Jesus surrenders his will to death, even death on a cross. Yes, on Easter Sunday he will rise again, but this does not minimize the pain and suffering of the cross, this does not minimize the physical beatings he took, the agony of taking on the sins of the world, a pain that caused him to echo in agony the words of David, “my God my God why have you forsaken me (Mark 15:34)?!” This serves as a powerful reminder as to why people, in general, and me specifically, don’t like to surrender. Surrender is hard, surrender is admitting you can’t do it yourself, or that you might be wrong.

My favorite rock star, theologian and to be honest man-crush, Bono, ironically named his own autobiography, Surrender. In this book there is a chapter called “Moment of Surrender,” each chapter of the book is named for one of the band’s songs. In this chapter he unpacks the idea of surrender, and two insights really speak to this idea of surrender as related to the Easter story. Concerning letting go he says,
“The moment of surrender is the moment you choose to lose control of your life, the split second of powerlessness where you trust that some kind of “higher power” better be in charge, because you certainly are not” (p. 541).
Here, he is echoing the wisdom of recovery and the 12 Steps, that begin with an admission that you are powerless over something by yourself; namely, that you need help. Even Jesus recognized in his limitations as a human, that he needed help from the Father.
So, how much more do you and I need to admit our own need for help? How much more do we need to accept that we better not be in charge (because if we are we are doomed)?

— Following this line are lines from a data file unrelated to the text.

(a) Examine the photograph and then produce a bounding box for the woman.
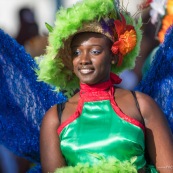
[38,0,173,173]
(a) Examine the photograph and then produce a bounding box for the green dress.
[58,81,157,172]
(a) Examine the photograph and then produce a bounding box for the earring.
[111,60,116,65]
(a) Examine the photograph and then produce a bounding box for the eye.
[72,49,81,57]
[91,49,101,55]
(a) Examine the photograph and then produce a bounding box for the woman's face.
[71,33,112,85]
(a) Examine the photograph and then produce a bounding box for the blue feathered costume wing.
[0,30,66,172]
[0,24,173,173]
[136,26,173,132]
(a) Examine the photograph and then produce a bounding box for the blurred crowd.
[0,0,165,173]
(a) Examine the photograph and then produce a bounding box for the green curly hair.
[36,0,142,97]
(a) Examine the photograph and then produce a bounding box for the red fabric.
[80,73,122,92]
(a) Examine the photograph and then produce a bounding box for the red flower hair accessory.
[111,14,137,66]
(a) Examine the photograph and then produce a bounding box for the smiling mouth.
[80,69,94,74]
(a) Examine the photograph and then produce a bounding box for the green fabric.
[60,100,146,169]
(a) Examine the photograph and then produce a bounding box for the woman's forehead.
[71,32,109,44]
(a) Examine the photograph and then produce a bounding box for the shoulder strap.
[131,91,142,117]
[57,102,66,123]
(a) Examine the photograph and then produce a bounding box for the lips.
[79,67,94,74]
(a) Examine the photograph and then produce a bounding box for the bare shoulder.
[42,105,59,126]
[115,88,166,125]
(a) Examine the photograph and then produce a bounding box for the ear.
[111,53,118,64]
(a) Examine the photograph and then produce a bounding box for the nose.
[80,52,91,65]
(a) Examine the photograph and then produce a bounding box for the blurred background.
[0,0,159,173]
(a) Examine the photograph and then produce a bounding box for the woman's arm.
[40,105,65,173]
[137,92,173,173]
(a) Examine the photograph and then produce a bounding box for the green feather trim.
[36,0,141,97]
[55,157,137,173]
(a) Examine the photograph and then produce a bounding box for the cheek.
[72,59,78,74]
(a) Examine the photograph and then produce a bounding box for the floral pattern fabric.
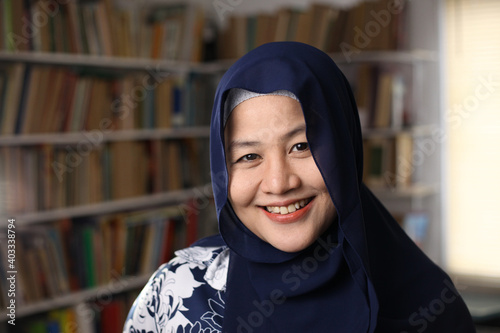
[123,246,229,333]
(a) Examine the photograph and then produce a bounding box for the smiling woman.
[125,42,474,333]
[224,92,335,252]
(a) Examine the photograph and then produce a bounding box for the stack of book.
[0,138,210,214]
[0,63,216,135]
[0,205,199,306]
[219,0,406,58]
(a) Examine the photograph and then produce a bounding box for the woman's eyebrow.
[227,140,260,152]
[283,124,306,140]
[227,124,306,152]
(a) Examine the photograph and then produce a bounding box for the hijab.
[205,42,474,333]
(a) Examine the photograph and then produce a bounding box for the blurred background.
[0,0,500,333]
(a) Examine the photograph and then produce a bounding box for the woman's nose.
[262,156,300,194]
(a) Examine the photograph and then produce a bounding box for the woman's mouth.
[265,198,312,215]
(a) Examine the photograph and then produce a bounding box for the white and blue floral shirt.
[123,246,229,333]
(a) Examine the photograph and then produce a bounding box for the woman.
[125,42,474,333]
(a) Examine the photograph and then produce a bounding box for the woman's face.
[225,95,336,252]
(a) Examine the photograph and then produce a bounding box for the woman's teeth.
[266,199,310,215]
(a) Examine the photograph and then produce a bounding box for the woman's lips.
[261,199,313,224]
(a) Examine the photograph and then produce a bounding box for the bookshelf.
[0,0,438,332]
[0,0,223,332]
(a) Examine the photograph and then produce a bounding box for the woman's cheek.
[229,170,258,206]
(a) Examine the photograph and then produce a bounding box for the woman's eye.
[291,142,309,151]
[236,154,259,162]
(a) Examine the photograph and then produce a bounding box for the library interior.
[0,0,500,333]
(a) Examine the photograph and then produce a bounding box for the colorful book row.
[0,204,198,307]
[0,139,210,214]
[218,0,406,59]
[0,63,216,135]
[0,0,205,62]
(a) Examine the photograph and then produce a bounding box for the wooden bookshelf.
[0,126,210,147]
[0,0,438,321]
[0,272,152,322]
[0,184,212,227]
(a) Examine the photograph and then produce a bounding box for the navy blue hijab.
[205,42,474,333]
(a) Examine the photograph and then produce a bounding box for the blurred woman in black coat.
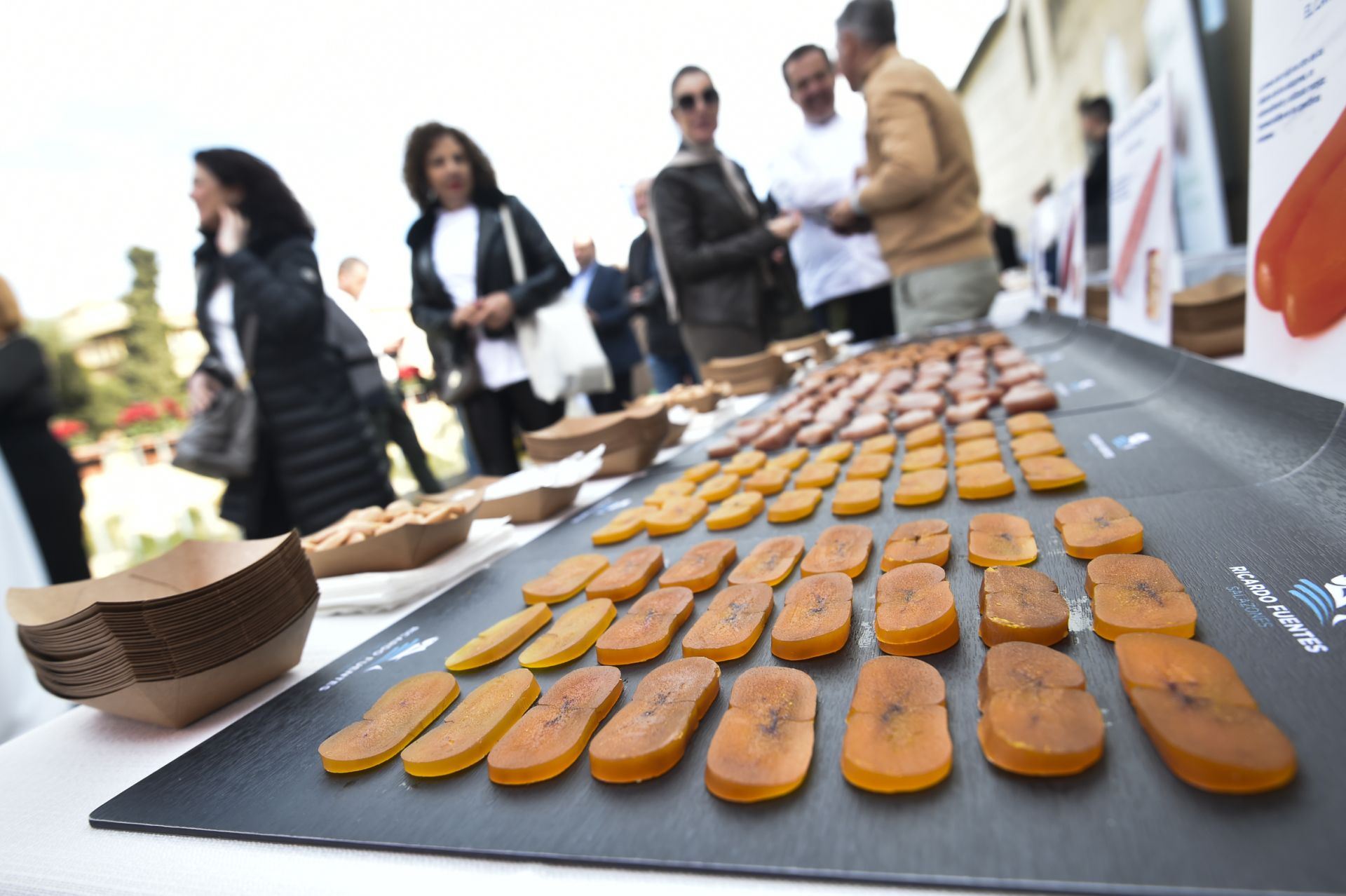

Bono also takes a posture towards surrender that I had not considered before:
“Maybe I am discovering that surrender does not have to always follow defeat and maybe all the fuller after victory. When you’ve won the argument and now understand you never needed to have. The argument with your life that’s no longer necessary” (p. 545).
This is powerful, because it gets to the should I, instead of the can I question? In my own life I have had my own share of hollow victories. To win only to discover how much that win cost me. For me, dying to self or hugging my cactus has come to mean this simple truth:
The “win” isn’t worth it, because I am fighting a battle that isn’t mine to fight in the first place.
I need to remember and practice this kind of surrender. Jesus went to the cross and rose again, the victory is his. He surrendered and came out victorious. So, today I continue to wrestle with what is too often holding me back from surrendering myself and claiming the victory He has already won, as Bono cleverly reminds us at the end of another of his song’s, “Sunday, Bloody Sunday.”